Ben dilimi, tarihimi, coğrafyamı, inanıyorsam dinimi temel düzeyde öğretmeni isterim bana hocam. Fazlası hakkında bilgi sahibi olmak istiyorsam ben senin peşinden koşacağım. Mühendis olmak istiyorsam seni fizikle alakalı belki de cevap veremediğin sorulara boğacağım. Fakat şimdi iyice bir düşün, sen hiç mahkemede türev alan avukat gördün mü hocam?
Sahi hocam, ben 135 dakikada çözebildiğim doğru soru sayısından mı ibaretim? Yaptığım projeler, yazdığım makaleler, okuduğum onca kitap, cevabını günlerce araştırdığım zihnimi kurcalayan sorular, uğruna ter döktüğüm sahalar, zihnimin melodisi gitar… Yanlışlarım doğrularımdan fazlaysa, bütün bu yaptıklarımla birlikte ben bir hiç mi olurum? Hayatta da yanlışlarımız doğrularımızdan götürür mü hocam?

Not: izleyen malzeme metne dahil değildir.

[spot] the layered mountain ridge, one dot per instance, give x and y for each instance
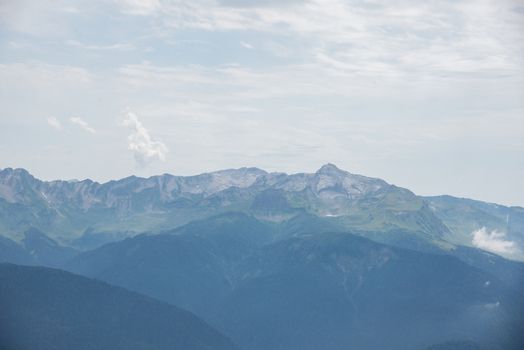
(86, 214)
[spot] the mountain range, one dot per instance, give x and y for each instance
(326, 260)
(86, 214)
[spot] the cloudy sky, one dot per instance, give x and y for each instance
(427, 95)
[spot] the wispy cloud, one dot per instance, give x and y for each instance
(83, 124)
(494, 241)
(117, 46)
(54, 123)
(145, 149)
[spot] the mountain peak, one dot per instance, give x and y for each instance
(329, 168)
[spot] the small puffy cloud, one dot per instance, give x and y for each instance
(54, 123)
(145, 149)
(83, 124)
(494, 241)
(247, 45)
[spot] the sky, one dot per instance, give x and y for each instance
(427, 95)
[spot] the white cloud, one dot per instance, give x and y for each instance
(494, 241)
(117, 46)
(246, 45)
(145, 149)
(139, 7)
(54, 123)
(83, 124)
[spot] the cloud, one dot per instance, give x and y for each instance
(246, 45)
(494, 241)
(145, 149)
(139, 7)
(54, 123)
(83, 124)
(117, 46)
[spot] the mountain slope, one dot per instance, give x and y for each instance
(51, 309)
(86, 214)
(301, 289)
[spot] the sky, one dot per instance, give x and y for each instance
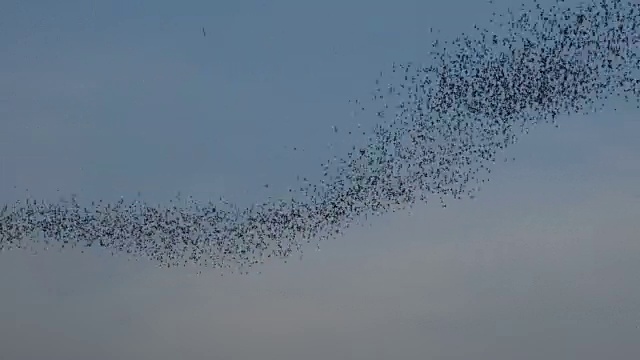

Hep dersiniz ya, öğrenci milleti. Güvenilmez, uslanmaz hatta bazen adam olmaz, nankör… Haklısın hocam. Ben istediğim birçok şeyi sıralayabilirim. Peki ya sen kelimelerimdeki kaygı ve stres çığlıklarımı duyup benim için, bu ülkenin geleceği için, tıpkı ilk öğretmenim Mustafa Kemal gibi, Ata’m gibi, “Öğretmek için öğrenmek gerek. Ve gönlünüzde bir sevda yok ise öğrencilik zor gelir. Öğretmenlik yapar ama öğretmen olamazsınız." sözünün izinden gidip, gerçek bir öğretmen olup, benim için çabalar mısın hocam?